As regards other searching tools, since the Web re-launch a list of keywords (index) and a thematic search based on a hierarchical topic tree exist, but again these refer only to the Publication Database. Other information systems such as ISIS possess a differing thematic structure. Searching for data based on a list of statistical projects or on types of statistical units and their characteristics is not supported.

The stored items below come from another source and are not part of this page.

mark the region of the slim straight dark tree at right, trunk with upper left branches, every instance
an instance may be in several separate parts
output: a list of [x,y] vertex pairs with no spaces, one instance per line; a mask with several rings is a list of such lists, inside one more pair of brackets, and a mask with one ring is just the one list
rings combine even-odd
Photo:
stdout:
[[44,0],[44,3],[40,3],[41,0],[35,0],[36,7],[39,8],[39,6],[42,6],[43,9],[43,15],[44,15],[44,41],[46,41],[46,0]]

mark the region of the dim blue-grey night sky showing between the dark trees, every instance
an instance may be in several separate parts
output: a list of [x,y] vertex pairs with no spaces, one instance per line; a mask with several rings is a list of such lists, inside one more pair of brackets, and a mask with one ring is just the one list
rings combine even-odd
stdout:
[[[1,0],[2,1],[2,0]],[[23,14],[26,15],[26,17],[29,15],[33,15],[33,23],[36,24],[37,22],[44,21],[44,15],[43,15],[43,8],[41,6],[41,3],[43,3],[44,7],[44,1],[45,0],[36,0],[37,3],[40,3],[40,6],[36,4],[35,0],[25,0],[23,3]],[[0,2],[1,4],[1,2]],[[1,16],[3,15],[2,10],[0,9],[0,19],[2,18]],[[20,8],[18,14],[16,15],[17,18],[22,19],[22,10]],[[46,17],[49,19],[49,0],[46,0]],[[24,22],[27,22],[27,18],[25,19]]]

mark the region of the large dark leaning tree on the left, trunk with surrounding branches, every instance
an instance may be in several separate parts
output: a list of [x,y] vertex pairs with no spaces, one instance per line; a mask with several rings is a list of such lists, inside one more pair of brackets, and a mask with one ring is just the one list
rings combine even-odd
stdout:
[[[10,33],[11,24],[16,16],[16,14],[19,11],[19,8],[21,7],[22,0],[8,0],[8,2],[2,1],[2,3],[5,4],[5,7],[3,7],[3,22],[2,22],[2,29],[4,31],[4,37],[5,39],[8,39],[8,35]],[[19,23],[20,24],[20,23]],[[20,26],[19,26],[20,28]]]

With respect to linkages between data and metadata (which would allow users of statistics to navigate quickly and easily within a "semantic net" between objects of various types) the Web re-launch and the use of the Publication
Database as Web content management system have brought considerable progress - for example, links from a Web page to related print publications, standard documentations or press releases are displayed. However, these links are created indirectly by associating topics from the topic/navigation tree defined in the Publication Database to the individual documents. Specific information objects cannot be connected explicitly via various types of relationships (e.g., the relationship "is published in" between a table in Excel format and a print publication). Links to information objects which are not checked into the Publication Database as documents are also impossible to create.
Projects in progress
Apart from the metadata working group described above, the following metadata-related projects are running at present:
- ISIS New: replacement of the statistical output database ISIS, based on the Australian software SuperSTAR.
- e-Quest New: up-to-date version of the electronic questionnaire system e-Quest, implemented as a Java application based on Eclipse RCP (Rich Client Platform).
- New Business Register: a completely new version of the business register.